The five reviewers see the book as well written, not just stylistically, but also in the way in which Wilford synthesizes a complex argument: appropriately both Thomas F. Field, Jr. and Stuart Schrader use the word “elegant” to describe the author’s achievement. Also unanimously, the reviewers see the book as thought-provoking. All of them agree with Wilford’s contention that the CIA’s mentalities and actions were a manifestation of imperialism. All five of them see this as regrettable.[3] At the same time, each of the reviewers has distinctive emphases and perspectives that enrich their collective dialogue.

Paul Thomas Chamberlin shows how Wilford challenges the “foundational myth” that the CIA was established in response to the Pearl Harbor attack of 1941. Rather, it was a response to Washington’s determination to enact an imperial role in the post-World War II era. He notes Wilford’s further point that prominent figures in the early CIA, such as Kermit Roosevelt, had private education and Ivy League backgrounds that made them similar to their UK counterparts, and susceptible to the absorption of British imperial ideology articulated by writers such as Rudyard Kipling and T.E. Lawrence (“Lawrence of Arabia”).[4] Chamberlin wonders whether there were further “structural and institutional dimensions of the CIA's imperialism” and reflects that the agency was just one of several utensils in “America's imperial toolbox,” but still finds Wilford's argument to be “compelling.”

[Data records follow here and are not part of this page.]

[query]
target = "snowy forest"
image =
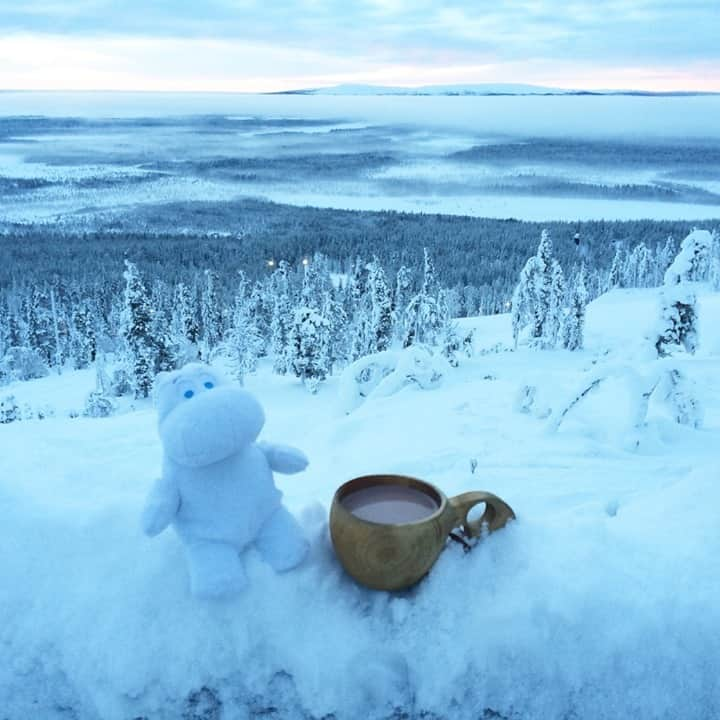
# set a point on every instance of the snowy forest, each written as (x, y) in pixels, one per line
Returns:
(311, 317)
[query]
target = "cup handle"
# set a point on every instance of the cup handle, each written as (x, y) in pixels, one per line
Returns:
(496, 515)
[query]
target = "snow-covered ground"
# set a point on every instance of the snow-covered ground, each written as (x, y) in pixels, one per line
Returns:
(600, 601)
(395, 153)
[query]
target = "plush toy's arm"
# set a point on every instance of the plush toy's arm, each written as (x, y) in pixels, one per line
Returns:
(283, 458)
(161, 506)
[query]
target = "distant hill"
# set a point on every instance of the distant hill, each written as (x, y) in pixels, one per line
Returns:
(479, 89)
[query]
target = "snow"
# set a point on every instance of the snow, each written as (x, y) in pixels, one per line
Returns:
(478, 89)
(600, 601)
(536, 116)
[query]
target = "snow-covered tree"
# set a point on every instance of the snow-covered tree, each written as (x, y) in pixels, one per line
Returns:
(39, 325)
(663, 259)
(556, 301)
(678, 319)
(184, 315)
(573, 328)
(538, 297)
(403, 283)
(309, 351)
(693, 261)
(210, 313)
(424, 322)
(334, 312)
(83, 341)
(136, 332)
(281, 318)
(615, 279)
(244, 341)
(678, 301)
(714, 265)
(380, 321)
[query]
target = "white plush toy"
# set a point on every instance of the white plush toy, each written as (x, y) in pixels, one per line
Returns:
(217, 486)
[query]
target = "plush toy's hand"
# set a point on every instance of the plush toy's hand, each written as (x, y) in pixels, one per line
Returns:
(160, 509)
(284, 459)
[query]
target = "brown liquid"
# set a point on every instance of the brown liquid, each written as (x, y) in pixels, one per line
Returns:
(393, 504)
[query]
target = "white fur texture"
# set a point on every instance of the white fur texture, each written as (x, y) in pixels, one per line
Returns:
(217, 487)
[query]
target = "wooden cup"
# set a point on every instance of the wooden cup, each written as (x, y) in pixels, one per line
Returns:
(386, 556)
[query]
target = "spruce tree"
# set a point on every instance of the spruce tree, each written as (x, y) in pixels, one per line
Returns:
(211, 314)
(281, 319)
(424, 321)
(136, 332)
(244, 340)
(184, 315)
(403, 284)
(616, 271)
(309, 351)
(573, 329)
(83, 344)
(380, 325)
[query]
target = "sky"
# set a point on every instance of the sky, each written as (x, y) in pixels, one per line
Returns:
(271, 45)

Like Chamberlin, Thomas C. Field, Jr., is impressed by Wilford’s genius in arguing that the leading CIA men were at heart anti-imperialists who found that operating in secret was a way of circumventing the inconvenience of having principles.[5] Though crediting British influence, he describes the reliance of the United States on CIA-style covert operations, one of the book’s “throughlines,” as distinctively American. He notes that the biographical methodology “tends to depict a rather episodic history of CIA operations, jumping from highlight (Iran) to highlight (Vietnam).” Field concludes by considering the final section of the book, and Wilford’s view of what happened to the CIA and the mentalities behind it after the damaging revelations and congressional investigations of 1975.[6] He argues that some of Wilford’s earlier findings on voluntarism, or the recruitment of the private sector for intelligence work, may have a continuing applicability in the twenty-first century.[7]

Molly Geidel highlights Wilford’s account of CIA leaders’ storytelling, the importance of which is his “most important argument.” Imperialism is the “defining feature” of that storytelling and an “attendant orientalism” its unsavory embellishment. At the same time, she applauds Wilford’s account of the “homosocial ties” that bound influential CIA actors like Edward Lansdale to their neocolonial collaborators. She illustrates the harm done by CIA covert operations, offering mortality numbers in support of her point (here, it would be interesting to see some comparisons with other countries’ imperial violence, and with the global history of the statistics of deadly quarrels).[8] She argues that Wilford accepts CIA leaders’ professed anti-imperialism “a bit too credulously,” and points to the imperial-style elitist indoctrination of students “which persists to this day in the United States,” which helps explain the response of some campus leaders to recent student unrest, and which is, in fact, foreshadowed in the narrative of The CIA: An Imperial History (252).